From the moment I laid eyes on her, I just knew. I cannot explain how, or why, because there was no rationality to it. We locked eyes for just a sliver of a moment, and I knew for me it was love. We almost didn’t meet. It was lucky that we did. She was there for a dancing class; I was there to pick something up from a friend. After I met with my friend, I left. I was halfway home when I suddenly got this feeling of regret. I knew I’d always regret it if I didn’t go to the dance class. So I ran back. And we danced together for the first time that day. We said our goodbyes and I left with this light feeling in my chest. Looking back, it was probably my heart smiling. We would exchange contact information at the next dance class which led to us going on many dates.
The picture above is actually of our Valentine’s day date. It was magical.
With all of this going on, I tried to contain the feelings I had for her in order to protect myself. I’ve been known to give my heart away. The last time I did that, it didn’t end so well. But it’s pretty hard when all I wanted to do was give it to her. Stay guarded, my friends told me. I tried. And I’ll never do so again, because you really have to be true to your feelings. They will always spill out eventually.
And they did. A couple of days after our Valentine’s date, she told me that maybe we should date other people and that maybe we should just be friends. I put on a smile to let her know it was okay, but the whole bike ride back home I had tears streaming down my face. I thought I had done enough to push away those emotions I felt. Clearly not.
I should’ve stopped seeing her then. Next time I will. Believe someone when they tell you that they think you should be dating other people. They’re not lying.

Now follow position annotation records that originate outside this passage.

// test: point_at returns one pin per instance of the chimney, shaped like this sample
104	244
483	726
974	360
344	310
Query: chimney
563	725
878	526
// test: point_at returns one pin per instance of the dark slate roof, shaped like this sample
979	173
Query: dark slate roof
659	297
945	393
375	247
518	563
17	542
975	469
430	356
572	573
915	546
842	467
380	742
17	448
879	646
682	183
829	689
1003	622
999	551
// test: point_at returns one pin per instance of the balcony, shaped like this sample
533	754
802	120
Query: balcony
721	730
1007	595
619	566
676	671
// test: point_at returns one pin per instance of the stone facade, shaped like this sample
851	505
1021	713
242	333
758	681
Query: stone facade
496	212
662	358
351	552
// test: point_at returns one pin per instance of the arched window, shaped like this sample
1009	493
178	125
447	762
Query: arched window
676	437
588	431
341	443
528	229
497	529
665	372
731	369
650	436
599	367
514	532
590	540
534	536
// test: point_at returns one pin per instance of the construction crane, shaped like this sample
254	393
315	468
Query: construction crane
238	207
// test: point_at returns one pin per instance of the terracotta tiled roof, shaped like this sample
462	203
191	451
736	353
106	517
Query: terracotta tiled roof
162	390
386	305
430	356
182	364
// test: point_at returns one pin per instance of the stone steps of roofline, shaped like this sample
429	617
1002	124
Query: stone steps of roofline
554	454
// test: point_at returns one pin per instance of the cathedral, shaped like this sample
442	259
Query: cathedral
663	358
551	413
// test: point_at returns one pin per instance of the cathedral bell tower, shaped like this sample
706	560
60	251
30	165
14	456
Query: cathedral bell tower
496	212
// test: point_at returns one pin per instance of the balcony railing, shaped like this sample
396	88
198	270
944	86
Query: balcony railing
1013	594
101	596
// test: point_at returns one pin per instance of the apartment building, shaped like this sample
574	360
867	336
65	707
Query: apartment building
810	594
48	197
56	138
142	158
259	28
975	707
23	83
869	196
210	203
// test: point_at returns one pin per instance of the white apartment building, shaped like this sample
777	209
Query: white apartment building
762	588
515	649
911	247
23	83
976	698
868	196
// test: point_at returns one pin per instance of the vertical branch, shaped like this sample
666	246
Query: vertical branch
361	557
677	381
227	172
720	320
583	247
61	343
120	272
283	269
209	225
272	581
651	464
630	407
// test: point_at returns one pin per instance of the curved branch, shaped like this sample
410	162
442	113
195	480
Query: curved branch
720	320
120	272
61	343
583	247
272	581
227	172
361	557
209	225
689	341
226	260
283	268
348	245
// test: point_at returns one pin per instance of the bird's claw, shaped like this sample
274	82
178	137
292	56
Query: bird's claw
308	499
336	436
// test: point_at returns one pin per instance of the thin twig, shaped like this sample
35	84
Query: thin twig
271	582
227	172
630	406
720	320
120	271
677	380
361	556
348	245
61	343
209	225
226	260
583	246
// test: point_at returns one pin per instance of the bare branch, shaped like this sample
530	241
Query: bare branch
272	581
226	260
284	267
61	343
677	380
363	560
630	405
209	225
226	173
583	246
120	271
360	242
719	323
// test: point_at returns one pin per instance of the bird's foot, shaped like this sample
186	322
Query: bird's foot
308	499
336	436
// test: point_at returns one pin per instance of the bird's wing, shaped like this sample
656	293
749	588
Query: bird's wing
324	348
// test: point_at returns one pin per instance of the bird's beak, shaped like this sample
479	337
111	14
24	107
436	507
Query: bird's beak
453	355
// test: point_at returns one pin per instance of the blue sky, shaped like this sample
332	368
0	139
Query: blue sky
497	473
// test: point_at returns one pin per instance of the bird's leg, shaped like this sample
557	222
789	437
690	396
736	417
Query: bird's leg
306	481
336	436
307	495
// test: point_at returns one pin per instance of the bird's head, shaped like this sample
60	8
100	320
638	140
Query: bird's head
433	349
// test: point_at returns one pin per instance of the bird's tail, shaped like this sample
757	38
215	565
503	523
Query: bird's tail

But I didn’t stop. We kept talking to each other, and kept getting closer. I shelved my feelings, as she made it clear that friendship was the only thing on the table. Even with physical and emotional intimacy. I thought I’d be okay with it. I was having fun, and enjoying myself, what could be the downside?
What I didn’t realize, is that I was teaching myself that my love wasn’t worth returning.
I never considered that this kind of relationship would make me feel so terrible about myself. I lost my happy-go-lucky charm, my optimism about the world, and overall my inspiring nature. I lost my confidence and my sense of self worth. And when I finally realized the unhealthiness of it all, I knew that I really needed to leave.
I went on a couple of dates after the breakup last week. Just to see. And they went horribly. Understandably horribly. Because I’m not yet over it. Breakups are always hard, no matter how much they’re needed. If you cared for somebody, cutting them out of your life is always going to be tough to deal with.
I wasn’t open on those dates because I was unwilling to show my true self. I wasn’t ready to show my true self.
And that’s okay. Because what I need right now is self love. Real love. Love that gives back. I need to be so okay with myself that I don’t hide the parts of me that I think people won’t like. I need to love, and to love fully, and to never again hide the love I have for others. I need to take ownership of who I am as a person and not just try to fit into our societal defined categories of “cool” and “acceptable”. Accept that maybe I’m more emotional than others, more sensitive than others, a bit spiritual. Accept that I care. A lot. And in this world where it’s sometimes cool to not care, and not text back, and not be emotionally involved, that I will be that guy who always texts back. Who always seeks the truth. And who always wears his damn heart on his sleeve.
Because that’s just who I am, and who I need to be, and I’m never apologizing for that.